Na busca por recursos que acompanhem as gerações mais conectadas, ágeis e sociais, a tecnologia deve atuar como uma aliada, contribuindo para que o conteúdo seja posto em evidência e revolucionando a maneira como o público pode ser atingido por ele. É o que defende Klasien. “O Flinckapp prova que é possível usar tecnologia móvel para contar histórias de uma maneira diferente e interativa, que faz sentido para a tecnologia, para a história e para o público. Muitos museus usam a tecnologia somente pela tecnologia. Mas é fundamental pensar o conteúdo e a mensagem primeiro. Isso vai determinar se é necessário o uso da tecnologia e qual recurso tecnológico será adequado”.

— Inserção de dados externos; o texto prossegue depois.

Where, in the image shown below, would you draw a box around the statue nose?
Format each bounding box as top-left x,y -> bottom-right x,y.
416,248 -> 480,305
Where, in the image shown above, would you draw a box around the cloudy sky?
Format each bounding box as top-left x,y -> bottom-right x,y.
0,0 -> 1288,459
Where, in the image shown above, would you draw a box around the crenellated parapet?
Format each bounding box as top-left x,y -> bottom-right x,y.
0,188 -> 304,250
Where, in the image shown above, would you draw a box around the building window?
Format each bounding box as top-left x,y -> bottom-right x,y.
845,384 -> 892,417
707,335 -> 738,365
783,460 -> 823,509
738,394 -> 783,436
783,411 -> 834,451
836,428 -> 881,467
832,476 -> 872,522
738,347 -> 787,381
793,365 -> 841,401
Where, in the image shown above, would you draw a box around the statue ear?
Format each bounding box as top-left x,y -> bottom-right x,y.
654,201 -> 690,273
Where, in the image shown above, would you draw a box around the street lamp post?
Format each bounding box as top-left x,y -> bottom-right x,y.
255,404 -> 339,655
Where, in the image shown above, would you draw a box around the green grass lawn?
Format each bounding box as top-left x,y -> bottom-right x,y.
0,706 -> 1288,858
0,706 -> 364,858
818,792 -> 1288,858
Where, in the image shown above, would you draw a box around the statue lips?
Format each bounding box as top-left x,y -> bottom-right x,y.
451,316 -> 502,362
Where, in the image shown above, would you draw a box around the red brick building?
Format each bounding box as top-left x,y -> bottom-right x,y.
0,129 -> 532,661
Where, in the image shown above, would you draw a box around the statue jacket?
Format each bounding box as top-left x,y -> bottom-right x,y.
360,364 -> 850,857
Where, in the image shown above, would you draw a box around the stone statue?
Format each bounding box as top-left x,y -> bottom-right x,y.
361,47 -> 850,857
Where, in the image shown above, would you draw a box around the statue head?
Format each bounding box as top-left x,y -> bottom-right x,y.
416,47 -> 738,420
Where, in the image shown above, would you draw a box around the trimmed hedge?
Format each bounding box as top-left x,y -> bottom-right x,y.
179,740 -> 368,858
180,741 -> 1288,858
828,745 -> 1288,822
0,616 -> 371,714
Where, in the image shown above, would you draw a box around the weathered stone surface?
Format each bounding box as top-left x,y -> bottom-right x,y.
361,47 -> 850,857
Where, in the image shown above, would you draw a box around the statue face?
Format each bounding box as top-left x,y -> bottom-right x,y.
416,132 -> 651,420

A linguagem e o conteúdo são partes essenciais desse processo e não podem, de forma alguma, ser substituídos pelos recursos tecnológicos. Nessa equação, vários ingredientes geram um resultado, juntos. “O centro das histórias pode até ser o mesmo, mas a estrutura de linguagem, o mediador que é utilizado e a quantidade de interação fazem toda a diferença na experiência”, explica Klasien.

Ao criar a plataforma Flinckapp, os designers responsáveis se propuseram a desenvolver uma ferramenta de código aberto, que pudesse ser utilizada por qualquer instituição cultural que tivesse interesse, e que servisse para contar diversas histórias. Para tanto, o recurso funciona como um gerenciador de conteúdo, em que se pode “plugar” o conteúdo desejado. Além de recursos inspirados em mídias sociais, é possível lançar mão de ferramentas como imagens, textos, vídeos, GIFs animados, entre outros.